The ultimate hope is to woo the Ministry of Transport — now known as the Department of Transport — and secure governmental funding for the ambitious scheme.
“We will also be working hard on getting the Department for Transport to also provide some national cash," Reid tells the BBC. “After all, it can be shown that the Ministry of Transport, its predecessor organisation, was 75 years ahead of its time."
The campaign page details how the pledges will be put to use:
We are combining to form a small team that will research and evaluate the schemes found to date, and then approach local and national authorities with plans for meshing the 1930s cycleways with their modern equivalents. Once the campaign has ended we can immediately start work on researching and evaluating some of the schemes identified so far. The more money we raise the more cycleways we will be able to research. We shall use this research — and the modern urban planning work — to push for grants and other monies to enable rescue work to take place.

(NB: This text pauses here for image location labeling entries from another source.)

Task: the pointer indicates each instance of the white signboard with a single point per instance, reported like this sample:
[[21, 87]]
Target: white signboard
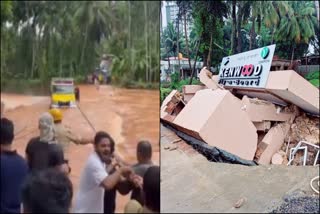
[[248, 69]]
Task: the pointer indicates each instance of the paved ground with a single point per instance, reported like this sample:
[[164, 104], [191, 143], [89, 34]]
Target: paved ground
[[190, 183], [128, 115]]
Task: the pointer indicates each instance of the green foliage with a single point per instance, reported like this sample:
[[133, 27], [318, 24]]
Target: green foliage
[[315, 82], [175, 84], [164, 92], [51, 38]]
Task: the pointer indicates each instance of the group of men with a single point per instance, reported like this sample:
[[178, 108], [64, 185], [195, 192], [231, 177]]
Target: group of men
[[40, 182]]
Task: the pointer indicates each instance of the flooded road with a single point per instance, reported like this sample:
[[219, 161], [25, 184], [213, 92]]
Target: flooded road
[[127, 115]]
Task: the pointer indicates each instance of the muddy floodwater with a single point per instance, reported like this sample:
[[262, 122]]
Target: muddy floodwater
[[127, 115]]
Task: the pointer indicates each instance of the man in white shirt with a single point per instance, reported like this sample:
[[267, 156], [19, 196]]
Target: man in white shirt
[[95, 179]]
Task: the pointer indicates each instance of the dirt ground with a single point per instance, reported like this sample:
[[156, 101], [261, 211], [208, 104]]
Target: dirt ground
[[204, 186], [128, 115]]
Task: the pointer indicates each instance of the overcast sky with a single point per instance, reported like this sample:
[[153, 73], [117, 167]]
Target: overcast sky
[[163, 14]]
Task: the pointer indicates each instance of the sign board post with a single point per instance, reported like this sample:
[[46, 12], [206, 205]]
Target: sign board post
[[248, 69]]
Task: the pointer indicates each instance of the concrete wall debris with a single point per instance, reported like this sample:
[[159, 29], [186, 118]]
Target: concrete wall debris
[[285, 87], [190, 90], [250, 128], [206, 78], [260, 110], [262, 126], [219, 120], [272, 142]]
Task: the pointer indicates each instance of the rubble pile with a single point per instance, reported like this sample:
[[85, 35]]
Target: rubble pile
[[280, 125]]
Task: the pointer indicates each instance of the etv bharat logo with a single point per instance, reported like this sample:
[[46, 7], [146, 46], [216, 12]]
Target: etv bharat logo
[[264, 52]]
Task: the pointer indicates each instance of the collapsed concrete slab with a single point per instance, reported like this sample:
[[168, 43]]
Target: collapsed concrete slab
[[284, 87], [216, 118], [168, 104], [190, 90], [205, 77], [272, 142], [262, 126], [260, 110]]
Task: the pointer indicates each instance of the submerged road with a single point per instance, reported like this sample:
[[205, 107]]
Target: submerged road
[[127, 115]]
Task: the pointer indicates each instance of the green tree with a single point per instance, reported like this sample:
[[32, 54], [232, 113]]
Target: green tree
[[297, 25]]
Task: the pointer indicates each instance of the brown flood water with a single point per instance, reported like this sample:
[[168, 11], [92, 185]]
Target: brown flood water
[[127, 115]]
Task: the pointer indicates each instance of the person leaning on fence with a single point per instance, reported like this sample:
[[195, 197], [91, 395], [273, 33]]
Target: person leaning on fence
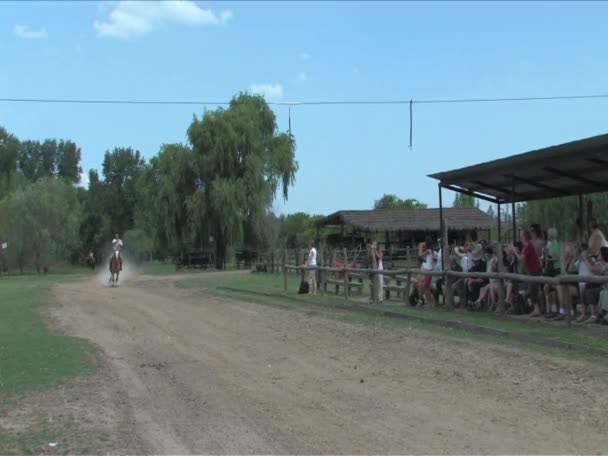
[[530, 257], [511, 263], [597, 240], [474, 285], [552, 268], [426, 255], [311, 262], [591, 295]]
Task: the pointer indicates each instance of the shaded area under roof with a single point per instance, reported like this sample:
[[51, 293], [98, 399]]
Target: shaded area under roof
[[380, 220], [573, 168]]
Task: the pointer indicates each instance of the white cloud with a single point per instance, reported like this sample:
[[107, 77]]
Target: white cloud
[[272, 92], [24, 31], [130, 19]]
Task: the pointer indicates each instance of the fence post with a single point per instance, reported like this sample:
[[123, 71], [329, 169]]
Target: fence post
[[285, 270], [375, 276], [501, 282], [346, 290], [565, 288], [320, 272]]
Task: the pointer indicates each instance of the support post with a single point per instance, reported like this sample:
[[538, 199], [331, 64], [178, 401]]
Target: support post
[[375, 276], [513, 208], [565, 288], [501, 282], [448, 295], [499, 224], [345, 275], [285, 270], [321, 272]]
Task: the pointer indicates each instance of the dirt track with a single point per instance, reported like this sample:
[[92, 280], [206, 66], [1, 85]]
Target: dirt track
[[191, 373]]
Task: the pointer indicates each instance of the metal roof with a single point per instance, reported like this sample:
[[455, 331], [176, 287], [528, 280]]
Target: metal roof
[[379, 220], [574, 168]]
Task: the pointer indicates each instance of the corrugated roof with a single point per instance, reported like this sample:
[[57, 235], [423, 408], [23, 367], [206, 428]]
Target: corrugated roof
[[411, 219], [574, 168]]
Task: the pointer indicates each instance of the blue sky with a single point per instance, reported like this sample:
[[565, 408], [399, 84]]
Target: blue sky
[[309, 51]]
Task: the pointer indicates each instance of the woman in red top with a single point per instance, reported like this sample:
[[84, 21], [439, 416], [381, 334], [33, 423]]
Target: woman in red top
[[534, 267]]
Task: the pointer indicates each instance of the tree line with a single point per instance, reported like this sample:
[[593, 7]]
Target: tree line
[[216, 192], [213, 193]]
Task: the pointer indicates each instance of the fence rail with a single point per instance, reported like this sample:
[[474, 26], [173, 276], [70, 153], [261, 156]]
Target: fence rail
[[449, 277]]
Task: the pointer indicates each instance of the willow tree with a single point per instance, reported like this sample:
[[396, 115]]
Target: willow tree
[[163, 192], [242, 162]]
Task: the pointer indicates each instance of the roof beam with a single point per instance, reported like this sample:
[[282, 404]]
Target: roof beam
[[474, 194], [538, 185], [499, 189], [598, 161], [576, 177]]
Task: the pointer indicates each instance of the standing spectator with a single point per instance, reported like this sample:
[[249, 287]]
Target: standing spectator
[[311, 262], [591, 296], [530, 257], [425, 254], [597, 240], [551, 254], [380, 267]]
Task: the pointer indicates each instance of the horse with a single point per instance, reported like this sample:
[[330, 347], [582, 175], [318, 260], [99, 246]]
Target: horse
[[114, 269]]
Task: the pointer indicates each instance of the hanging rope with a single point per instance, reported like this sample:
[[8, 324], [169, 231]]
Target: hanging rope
[[411, 122]]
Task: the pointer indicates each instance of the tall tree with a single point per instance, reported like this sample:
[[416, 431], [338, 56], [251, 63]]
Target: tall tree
[[389, 201], [163, 193], [9, 154], [68, 161], [462, 200], [121, 169], [242, 162], [44, 222]]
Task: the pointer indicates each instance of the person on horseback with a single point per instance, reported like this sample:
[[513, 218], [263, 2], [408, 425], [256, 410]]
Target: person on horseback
[[116, 246], [90, 260]]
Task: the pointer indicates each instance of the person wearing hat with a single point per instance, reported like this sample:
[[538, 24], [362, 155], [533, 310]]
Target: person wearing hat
[[473, 286]]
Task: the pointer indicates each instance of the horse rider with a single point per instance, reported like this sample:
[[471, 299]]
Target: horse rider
[[90, 259], [116, 246]]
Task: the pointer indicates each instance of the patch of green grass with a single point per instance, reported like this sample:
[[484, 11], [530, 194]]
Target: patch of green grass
[[163, 268], [63, 431], [271, 286], [31, 356]]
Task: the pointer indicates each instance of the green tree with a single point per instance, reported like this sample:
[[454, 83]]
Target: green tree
[[389, 201], [242, 162], [43, 222], [121, 169], [95, 227], [298, 229], [163, 192], [462, 200], [68, 161], [9, 154]]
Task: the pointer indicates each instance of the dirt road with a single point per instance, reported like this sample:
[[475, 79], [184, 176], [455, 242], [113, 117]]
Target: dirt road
[[191, 373]]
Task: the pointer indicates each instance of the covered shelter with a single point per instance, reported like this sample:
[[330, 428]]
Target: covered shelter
[[573, 168], [403, 227]]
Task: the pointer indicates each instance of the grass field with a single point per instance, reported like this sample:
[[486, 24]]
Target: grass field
[[31, 356], [268, 289]]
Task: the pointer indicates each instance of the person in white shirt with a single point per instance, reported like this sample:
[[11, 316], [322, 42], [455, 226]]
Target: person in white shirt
[[312, 273], [116, 246]]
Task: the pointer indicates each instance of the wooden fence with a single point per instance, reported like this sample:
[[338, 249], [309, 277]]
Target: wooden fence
[[394, 258], [404, 279]]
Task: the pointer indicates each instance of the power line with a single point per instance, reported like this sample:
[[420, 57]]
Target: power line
[[302, 103]]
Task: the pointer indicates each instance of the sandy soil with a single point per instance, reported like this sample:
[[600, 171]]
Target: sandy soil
[[186, 372]]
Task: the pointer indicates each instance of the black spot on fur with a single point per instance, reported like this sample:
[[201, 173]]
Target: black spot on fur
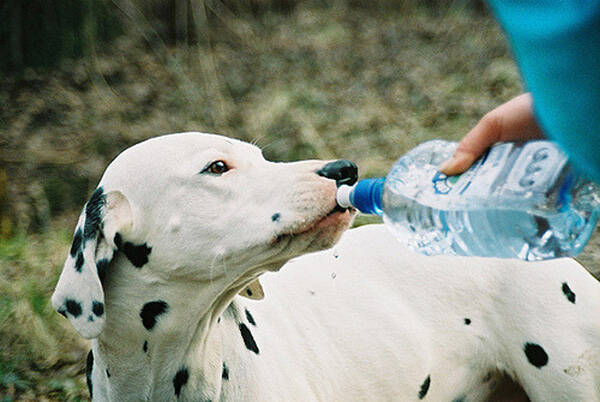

It may be a ways off before the Department of Transport starts forking over funds to resurrect its own cycling infrastructure but Reid and Dales’ Kickstarter campaign has already generated a massive amount of enthusiasm and all-important cash, blowing past its initial £7,000 goal in three days. With just under two weeks left until the campaign wraps up, it has amassed nearly £16,000 (about $20,000) in pledges. As Reid notes, more pledges equals more researched — and reactivated — cycleways.
In addition to funding, the campaign has also lead to the discovery of even more hidden 30’s-era cycleways across the U.K. in addition to the ones already identified by Reid. It’s also garnered accolades from some of Britain’s top cycling advocates, including Mark Treasure of the Cycling Embassy of Great Britain.
“It's fantastic (and also more than a little depressing) that, eighty years ago, this country was capable of building cycling infrastructure alongside main roads of precisely the kind we need today — cycling infrastructure that has now fallen into disrepair,” Treasure says. “It would be wonderful to see this legacy updated, restored and protected, not only because these cycleways would be useful in their own right, but also because they would serve as an inspiration for developing a comprehensive cycle network, using the space we already have.”